Abstract:

The field of Optical Music Recognition (OMR) focuses on models capable of reading music scores from document images. Despite its growing popularity, OMR is still confined to settings where the target scores are similar in both musical context and visual presentation to the data used for training the model. The common scenario, therefore, involves manually annotating data for each specific case, a process that is not only labor-intensive but also raises concerns regarding practicality. We present a methodology based on training a neural model with synthetic images, thus reducing the difficulty of obtaining labeled data. As sheet music renderings depict regular visual characteristics compared to scores from real collections, we propose an unsupervised neural adaptation approach consisting of loss functions that promote alignment between the features learned by the model and those of the target collection while preventing the model from converging to undesirable solutions. This unsupervised adaptation bypasses the need for extensive retraining, requiring only the unlabeled target images. Our experiments, focused on music written in Mensural notation, demonstrate that the methodology is successful and that synthetic-to-real adaptation is indeed a promising way to create practical OMR systems with little human effort.

Reviews
Meta Review

All reviewers agree that the presented unsupervised domain adaptation framework to improve Optical Music Recognition performance would be of interest to the ISMIR community, would create discourse, possibly inspire work in other parallel areas, and in that sense the topic has high relevance to the conference. The readability of the paper is good, novelty and the scientific contributions are sufficient for publication.

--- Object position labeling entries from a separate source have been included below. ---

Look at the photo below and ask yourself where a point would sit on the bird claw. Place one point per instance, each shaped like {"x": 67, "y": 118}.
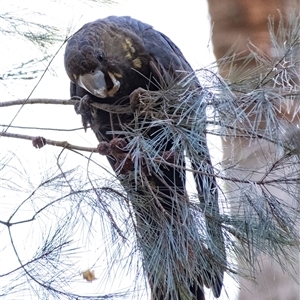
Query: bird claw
{"x": 83, "y": 108}
{"x": 135, "y": 98}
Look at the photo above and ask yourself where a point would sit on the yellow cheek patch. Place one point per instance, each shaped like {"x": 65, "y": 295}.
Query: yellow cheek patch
{"x": 137, "y": 63}
{"x": 128, "y": 55}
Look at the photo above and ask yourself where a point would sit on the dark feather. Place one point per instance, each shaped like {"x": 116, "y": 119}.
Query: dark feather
{"x": 140, "y": 57}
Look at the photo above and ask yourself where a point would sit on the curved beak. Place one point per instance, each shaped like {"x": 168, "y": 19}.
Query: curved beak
{"x": 95, "y": 84}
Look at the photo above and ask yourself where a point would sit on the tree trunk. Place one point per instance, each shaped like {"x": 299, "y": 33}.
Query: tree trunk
{"x": 235, "y": 23}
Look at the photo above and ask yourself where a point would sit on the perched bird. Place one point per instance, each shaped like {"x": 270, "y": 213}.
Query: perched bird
{"x": 112, "y": 64}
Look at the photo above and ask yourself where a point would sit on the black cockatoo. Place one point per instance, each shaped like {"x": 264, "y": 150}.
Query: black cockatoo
{"x": 114, "y": 64}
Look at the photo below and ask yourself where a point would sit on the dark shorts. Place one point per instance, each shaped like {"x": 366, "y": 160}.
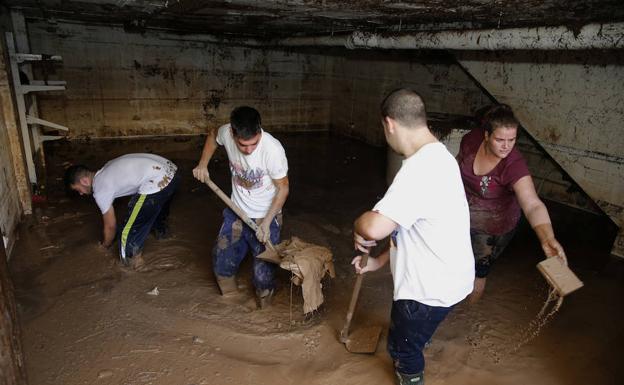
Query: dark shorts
{"x": 234, "y": 241}
{"x": 411, "y": 326}
{"x": 487, "y": 248}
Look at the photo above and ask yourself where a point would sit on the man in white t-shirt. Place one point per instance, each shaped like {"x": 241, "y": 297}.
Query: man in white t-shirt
{"x": 426, "y": 213}
{"x": 259, "y": 187}
{"x": 150, "y": 179}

We recommend acceptance of the paper provided the following issues are addressed in the final version. - Please see all reviews for detailed suggestions and changes to improve the clarity of the paper. - Code be made available as mentioned in the paper (but was not provided for this review). - Add comparison with previous works (Reviewer 1; R1) to the extent possible. Include a comparative discussion of the two references mentioned. - Consider the work in the papers listed by R3 on leveraging batch normalization statistics for domain adaptation and higher-order moment matching to tie in work in that area for a better grounding of presented approach. Make it clear that idea of domain adaptation is not being newly introduced in this work.


Review 1

This paper aims to create more practical OMR system. Most ML research suffers from insufficient 'good' dataset, and this is especially true for OMR research. To address this, the authors present an unsupervised Domain Adaptation method using a synthetic dataset. They carefully designed the loss function, and the entire technical process is explained in detail in the paper. Compared to previous works that utilize DA, this work targets an end-to-end approach, and the results clarified the effectiveness of their method.

While this paper uses different DA architectures and loss functions, I feel that it lacks a comparison with previous works. What are the differences and similarities between this work and "Domain adaptation for staff-region retrieval of music score images" by Castellanos, et al., and "Real world music object recognition" by Tuggener, et al.?

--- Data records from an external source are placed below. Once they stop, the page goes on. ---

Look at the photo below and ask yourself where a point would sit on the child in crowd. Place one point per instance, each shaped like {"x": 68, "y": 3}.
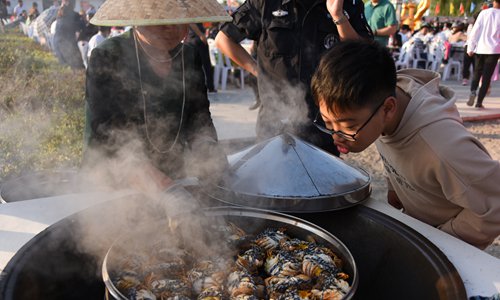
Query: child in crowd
{"x": 437, "y": 171}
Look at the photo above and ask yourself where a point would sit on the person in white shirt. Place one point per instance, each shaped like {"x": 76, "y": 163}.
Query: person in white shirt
{"x": 484, "y": 43}
{"x": 98, "y": 38}
{"x": 405, "y": 33}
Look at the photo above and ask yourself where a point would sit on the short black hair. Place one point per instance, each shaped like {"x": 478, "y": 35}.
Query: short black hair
{"x": 353, "y": 74}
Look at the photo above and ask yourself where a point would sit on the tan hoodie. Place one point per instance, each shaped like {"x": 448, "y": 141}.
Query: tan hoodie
{"x": 441, "y": 173}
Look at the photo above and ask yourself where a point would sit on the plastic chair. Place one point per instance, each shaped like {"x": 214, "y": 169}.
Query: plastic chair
{"x": 435, "y": 57}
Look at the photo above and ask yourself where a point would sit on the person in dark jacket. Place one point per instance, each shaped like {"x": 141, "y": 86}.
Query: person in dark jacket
{"x": 291, "y": 36}
{"x": 68, "y": 26}
{"x": 146, "y": 93}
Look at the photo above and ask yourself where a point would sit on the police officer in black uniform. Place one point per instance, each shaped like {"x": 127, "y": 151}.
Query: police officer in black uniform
{"x": 291, "y": 36}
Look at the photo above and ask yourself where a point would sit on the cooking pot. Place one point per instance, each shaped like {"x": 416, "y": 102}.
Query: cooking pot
{"x": 287, "y": 174}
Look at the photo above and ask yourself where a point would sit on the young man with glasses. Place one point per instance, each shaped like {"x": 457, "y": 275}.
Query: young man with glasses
{"x": 437, "y": 171}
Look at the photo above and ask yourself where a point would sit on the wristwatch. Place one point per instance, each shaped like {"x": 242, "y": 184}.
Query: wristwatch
{"x": 340, "y": 21}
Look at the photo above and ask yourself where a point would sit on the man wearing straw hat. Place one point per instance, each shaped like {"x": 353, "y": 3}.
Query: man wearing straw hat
{"x": 146, "y": 93}
{"x": 291, "y": 37}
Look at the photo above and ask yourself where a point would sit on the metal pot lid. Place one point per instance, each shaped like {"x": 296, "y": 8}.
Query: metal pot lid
{"x": 288, "y": 174}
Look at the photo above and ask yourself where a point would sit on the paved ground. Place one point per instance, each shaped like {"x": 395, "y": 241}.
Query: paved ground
{"x": 233, "y": 119}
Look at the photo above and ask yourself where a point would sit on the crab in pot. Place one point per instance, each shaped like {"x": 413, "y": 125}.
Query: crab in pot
{"x": 240, "y": 283}
{"x": 270, "y": 238}
{"x": 252, "y": 259}
{"x": 282, "y": 263}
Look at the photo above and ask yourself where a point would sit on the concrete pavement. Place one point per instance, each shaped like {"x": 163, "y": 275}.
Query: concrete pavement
{"x": 233, "y": 119}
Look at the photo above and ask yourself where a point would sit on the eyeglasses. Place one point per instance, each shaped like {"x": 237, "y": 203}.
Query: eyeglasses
{"x": 346, "y": 136}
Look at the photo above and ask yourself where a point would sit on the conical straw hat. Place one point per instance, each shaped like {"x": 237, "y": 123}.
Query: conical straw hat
{"x": 158, "y": 12}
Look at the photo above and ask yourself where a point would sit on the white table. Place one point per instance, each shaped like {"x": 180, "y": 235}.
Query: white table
{"x": 21, "y": 221}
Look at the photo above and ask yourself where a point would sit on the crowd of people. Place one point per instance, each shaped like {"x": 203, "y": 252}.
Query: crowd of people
{"x": 321, "y": 67}
{"x": 462, "y": 42}
{"x": 67, "y": 33}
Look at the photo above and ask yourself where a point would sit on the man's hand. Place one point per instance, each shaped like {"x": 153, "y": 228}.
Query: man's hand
{"x": 393, "y": 200}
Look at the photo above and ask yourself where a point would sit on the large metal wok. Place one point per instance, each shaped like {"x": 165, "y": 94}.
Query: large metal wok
{"x": 253, "y": 221}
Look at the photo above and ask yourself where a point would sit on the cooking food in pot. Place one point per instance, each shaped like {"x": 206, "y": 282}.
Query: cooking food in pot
{"x": 267, "y": 265}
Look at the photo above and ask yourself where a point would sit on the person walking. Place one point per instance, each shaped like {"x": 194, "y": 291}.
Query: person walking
{"x": 197, "y": 38}
{"x": 484, "y": 43}
{"x": 68, "y": 26}
{"x": 291, "y": 37}
{"x": 381, "y": 17}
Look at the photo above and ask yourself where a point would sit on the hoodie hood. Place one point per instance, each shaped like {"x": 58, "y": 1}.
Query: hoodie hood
{"x": 430, "y": 102}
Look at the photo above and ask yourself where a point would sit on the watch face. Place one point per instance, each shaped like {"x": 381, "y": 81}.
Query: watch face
{"x": 330, "y": 40}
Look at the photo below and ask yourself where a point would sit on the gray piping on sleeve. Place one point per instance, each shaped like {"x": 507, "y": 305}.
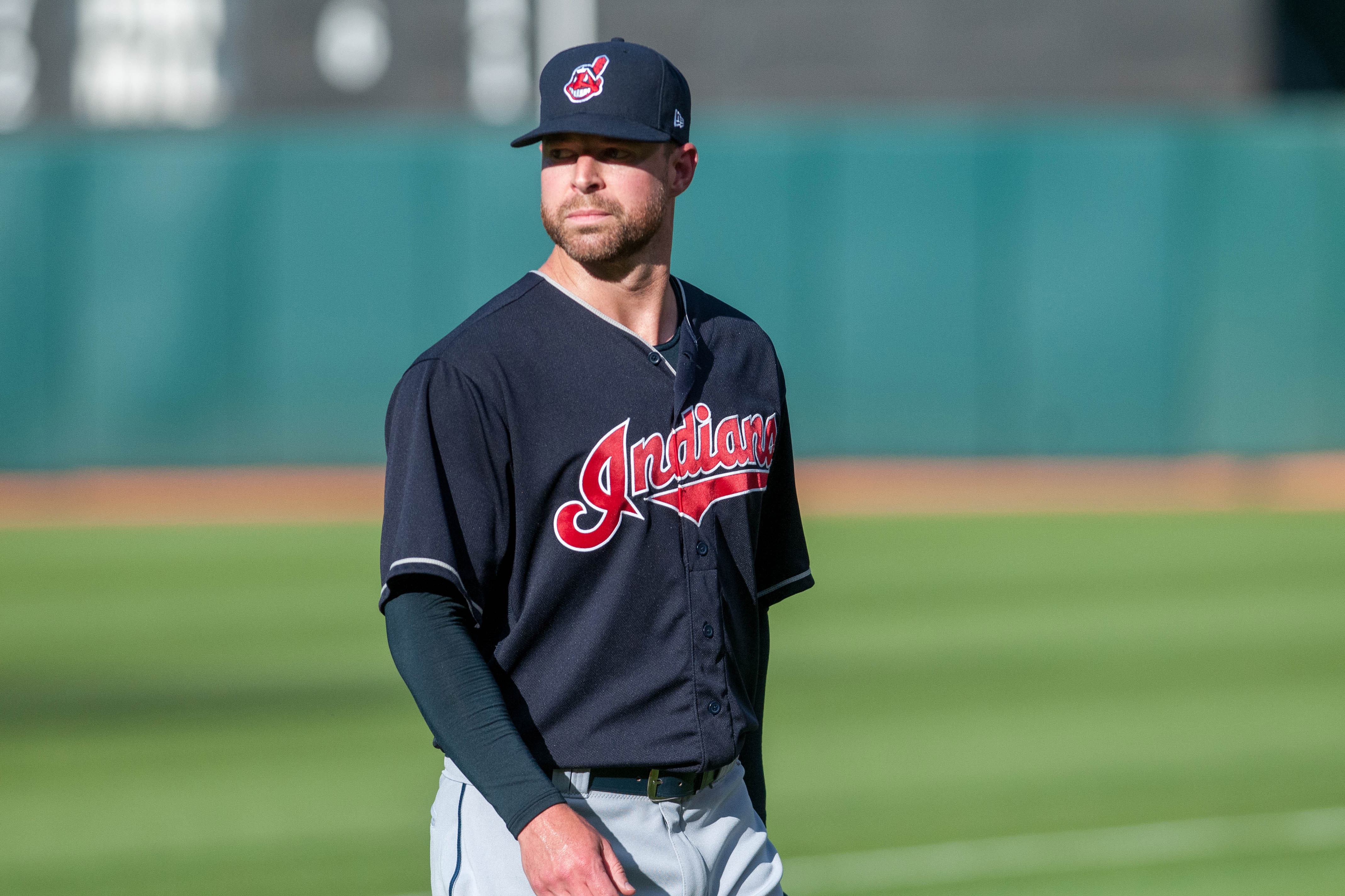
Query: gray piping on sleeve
{"x": 781, "y": 585}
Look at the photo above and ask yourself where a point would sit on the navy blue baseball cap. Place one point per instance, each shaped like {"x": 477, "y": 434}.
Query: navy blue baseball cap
{"x": 614, "y": 89}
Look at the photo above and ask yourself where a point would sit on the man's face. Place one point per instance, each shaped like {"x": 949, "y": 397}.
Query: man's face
{"x": 604, "y": 199}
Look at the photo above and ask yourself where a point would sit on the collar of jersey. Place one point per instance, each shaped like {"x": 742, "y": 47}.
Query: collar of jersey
{"x": 687, "y": 314}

The latter also deals with the sheet images written in CWMN, while this paper focuses on Mensural collections. Are you planning to adapt this method to the most common CWMN collections? If successful, this approach could make a more practical contribution to the MIR community, in my opinion.


Review 2

ERROR!


Review 3

The article shows how to use a combination of labeled synthetic music notation data for training and unlabeled real images for domain adaptation in order to build an OMR pipeline that can deal with sheet music collections without having to label any. The relationship between synthetic and real data is one of the vital issues for OMR, because labeled training data is still very expensive. While the domain adaptation still is far from solving this problem (based on the results in Table 2), it certainly does help significantly. I want to especially commend that the article performs these experiments not on one collection, but across five diffferent mensural corpora.

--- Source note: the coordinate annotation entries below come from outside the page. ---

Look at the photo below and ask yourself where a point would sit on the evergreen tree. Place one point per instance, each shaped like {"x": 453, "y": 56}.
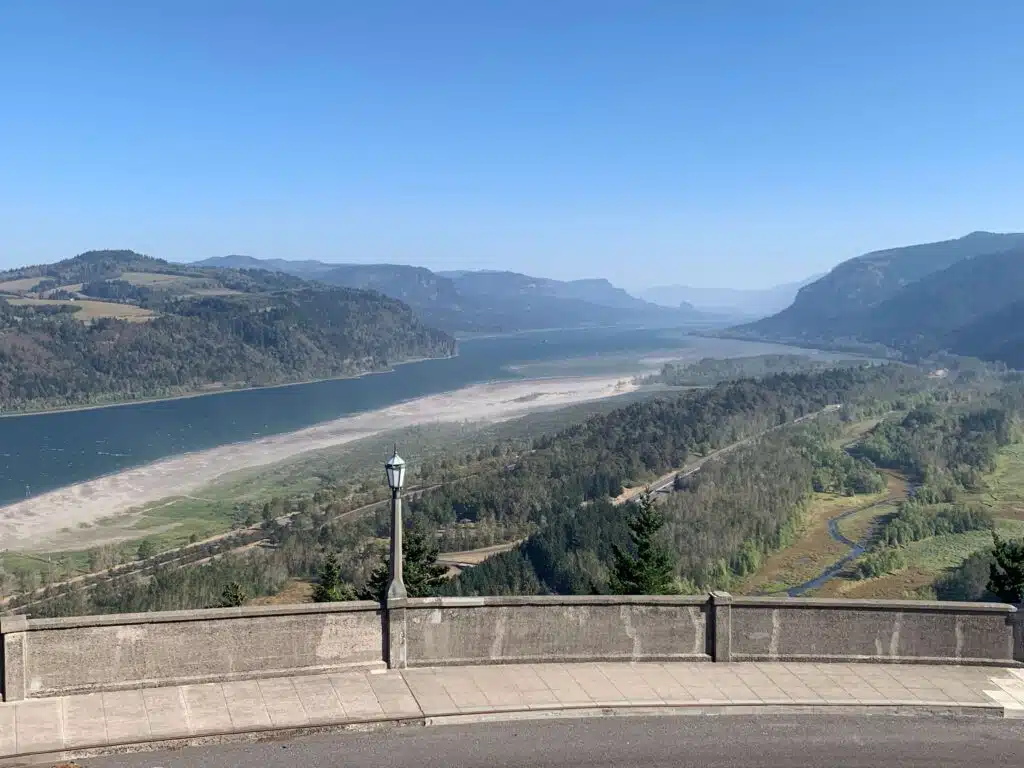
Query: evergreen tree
{"x": 331, "y": 588}
{"x": 650, "y": 570}
{"x": 1006, "y": 578}
{"x": 232, "y": 596}
{"x": 421, "y": 572}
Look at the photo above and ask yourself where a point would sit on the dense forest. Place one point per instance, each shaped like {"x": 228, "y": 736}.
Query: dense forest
{"x": 710, "y": 371}
{"x": 256, "y": 329}
{"x": 557, "y": 492}
{"x": 962, "y": 296}
{"x": 719, "y": 522}
{"x": 945, "y": 452}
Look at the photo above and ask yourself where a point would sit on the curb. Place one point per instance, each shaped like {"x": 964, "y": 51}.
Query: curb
{"x": 516, "y": 714}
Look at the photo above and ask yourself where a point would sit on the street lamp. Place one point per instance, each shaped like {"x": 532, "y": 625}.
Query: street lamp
{"x": 395, "y": 470}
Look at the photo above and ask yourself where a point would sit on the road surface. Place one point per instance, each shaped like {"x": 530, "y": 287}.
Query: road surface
{"x": 665, "y": 482}
{"x": 724, "y": 741}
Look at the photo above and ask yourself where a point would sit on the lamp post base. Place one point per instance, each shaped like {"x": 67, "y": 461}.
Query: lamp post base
{"x": 396, "y": 591}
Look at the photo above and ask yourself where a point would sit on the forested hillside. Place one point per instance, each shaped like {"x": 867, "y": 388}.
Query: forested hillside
{"x": 157, "y": 330}
{"x": 961, "y": 296}
{"x": 485, "y": 301}
{"x": 559, "y": 489}
{"x": 714, "y": 371}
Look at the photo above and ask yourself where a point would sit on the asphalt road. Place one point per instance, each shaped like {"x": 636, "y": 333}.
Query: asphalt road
{"x": 726, "y": 741}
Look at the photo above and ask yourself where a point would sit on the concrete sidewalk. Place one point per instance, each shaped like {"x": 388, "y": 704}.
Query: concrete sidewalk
{"x": 38, "y": 730}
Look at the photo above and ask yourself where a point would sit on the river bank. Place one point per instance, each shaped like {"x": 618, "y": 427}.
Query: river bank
{"x": 33, "y": 523}
{"x": 213, "y": 389}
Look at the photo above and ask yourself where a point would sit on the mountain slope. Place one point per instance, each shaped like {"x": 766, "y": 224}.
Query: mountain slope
{"x": 734, "y": 301}
{"x": 926, "y": 315}
{"x": 493, "y": 301}
{"x": 861, "y": 283}
{"x": 308, "y": 268}
{"x": 997, "y": 336}
{"x": 188, "y": 330}
{"x": 972, "y": 306}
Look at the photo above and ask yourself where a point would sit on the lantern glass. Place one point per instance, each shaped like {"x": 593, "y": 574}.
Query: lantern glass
{"x": 395, "y": 469}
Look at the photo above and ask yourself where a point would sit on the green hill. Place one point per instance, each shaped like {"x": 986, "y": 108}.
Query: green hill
{"x": 952, "y": 296}
{"x": 485, "y": 300}
{"x": 112, "y": 326}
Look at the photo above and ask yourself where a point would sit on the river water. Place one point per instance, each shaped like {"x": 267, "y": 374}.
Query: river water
{"x": 44, "y": 452}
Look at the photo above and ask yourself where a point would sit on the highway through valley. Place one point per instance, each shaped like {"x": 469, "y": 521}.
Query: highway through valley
{"x": 725, "y": 741}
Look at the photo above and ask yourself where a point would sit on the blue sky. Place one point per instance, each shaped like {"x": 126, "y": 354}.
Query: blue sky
{"x": 712, "y": 142}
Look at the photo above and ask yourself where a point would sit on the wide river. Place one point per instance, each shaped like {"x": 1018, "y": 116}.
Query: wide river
{"x": 44, "y": 452}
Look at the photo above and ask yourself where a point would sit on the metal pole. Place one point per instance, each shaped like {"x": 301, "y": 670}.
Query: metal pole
{"x": 396, "y": 589}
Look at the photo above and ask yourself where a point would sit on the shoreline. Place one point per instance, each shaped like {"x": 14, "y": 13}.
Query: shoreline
{"x": 37, "y": 523}
{"x": 227, "y": 389}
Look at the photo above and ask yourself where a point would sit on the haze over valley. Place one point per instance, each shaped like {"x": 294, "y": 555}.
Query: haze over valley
{"x": 655, "y": 299}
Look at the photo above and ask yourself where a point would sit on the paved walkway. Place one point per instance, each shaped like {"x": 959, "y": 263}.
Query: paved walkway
{"x": 64, "y": 726}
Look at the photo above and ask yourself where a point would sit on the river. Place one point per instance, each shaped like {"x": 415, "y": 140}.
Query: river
{"x": 44, "y": 452}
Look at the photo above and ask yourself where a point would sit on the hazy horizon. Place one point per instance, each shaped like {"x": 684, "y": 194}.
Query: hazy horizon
{"x": 735, "y": 144}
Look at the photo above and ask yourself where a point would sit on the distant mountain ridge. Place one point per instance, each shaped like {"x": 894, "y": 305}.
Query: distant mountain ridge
{"x": 732, "y": 301}
{"x": 114, "y": 326}
{"x": 484, "y": 300}
{"x": 960, "y": 295}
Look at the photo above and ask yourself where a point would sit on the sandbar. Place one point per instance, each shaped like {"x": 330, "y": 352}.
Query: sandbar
{"x": 33, "y": 523}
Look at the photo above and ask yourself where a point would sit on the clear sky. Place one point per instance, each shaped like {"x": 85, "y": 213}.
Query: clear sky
{"x": 709, "y": 142}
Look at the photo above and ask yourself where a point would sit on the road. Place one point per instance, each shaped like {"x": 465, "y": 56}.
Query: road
{"x": 724, "y": 741}
{"x": 665, "y": 482}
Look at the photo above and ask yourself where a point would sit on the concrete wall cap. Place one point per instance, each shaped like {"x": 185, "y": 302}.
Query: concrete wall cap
{"x": 203, "y": 614}
{"x": 9, "y": 625}
{"x": 554, "y": 600}
{"x": 932, "y": 606}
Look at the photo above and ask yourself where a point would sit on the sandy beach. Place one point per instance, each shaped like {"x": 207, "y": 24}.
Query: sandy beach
{"x": 30, "y": 524}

The domain adaptation loss consists of two terms that each implement a clever trick. The adaptation loss term takes advantage of the batch normalization mechanism that remembers a summary of the incoming representations via their mean and standard deviations that are used to perform the batch normalization during the supervised training phase, and during fine-tuning (if I understand this correctly), it adapts the weights of the upstream layers so that the batch norm statistics coming from the in-domain data match these statistics from the supervised training phase as closely as possible (with KL divergence), so that the distributions going to the downstream layers look as close to what the network is used to from the training phase. The regularization term then prevents pathological collapses of the adaptation loss by encouraging predictions that look like plausible OMR outputs.

While these are clearly workable ideas, the paper suffers from a bit of in-domain OMR tunnel vision. By not considering related methods in more broad computer vision terms, the paper implicitly overclaims that the domain adaptation term is an original contribution. This is important and in my view must be fixed for camera-ready, if accepted. The widely cited methods that leverage batch norm statistics for unuspervised domain adaptation are not exactly the same as the proposed domain adaptation term, so this merits also some light discussion of at least what advantages and disadvantages the choices made in this paper have compared to existing methods (new experiments with these existing methods are perhaps a bit unrealistic for camera-ready, and not necessarily valuable anyway).

In order for the paper to move from showing that the idea has potential for OMR into actionable intelligence, I would also recommend a best-of-both-worlds experiment that combines domain adaptation with some amounts of in-domain data to show whether the suggested ceiling is in fact really as fragile as the glass metaphor suggests: does adding already a little bit of in-domain data help significantly?

The error analysis could also benefit from showing if there are errors that domain adaptation introduces. The delta term in Table 2 has in fact two parts — errors fixed with domain adaptation, and errors introduced by it (with the second number likely being much smaller). However, especially if some of the test domains (=different datasets) exhibits a large number of errors introduced by the method, this could offer valuable qualitative insights into the limitations of the presented method — and suggest directions for improving it towards applicability.

I recommend the paper for acceptance, especially because it is a good attempt at tackling this important problem of synthetic-to-real domain adaptation in OMR with purely synthetic training data, but with the important caveat that the domain adaptation using batch norm matching should not be presented as a new thing — it has already been explored repeatedly throughout the past years (see the comments on related work above), hence a weak and not strong accept. This is a serious omission, but it can be easily fixed in camera-ready and in my view does not detract much from the long-term value of the paper. It is a great first step to applying these techniques for OMR. I am looking forward to next steps that moves the results of this method closer to the results with in-domain training data, especially with an eye of adapting other techniques used for this in computer vision.


Author description of changes:

In response to the reviewers' comments, we made the following changes to our paper:

  1. We corrected minor grammatical and typographical errors.
  2. We ensured all references are accurate and properly formatted.
  3. We revised Fig. 1 to improve readability.
  4. We clarified and expanded explanations in several sections as requested by reviewers.

We appreciate the reviewers' valuable feedback.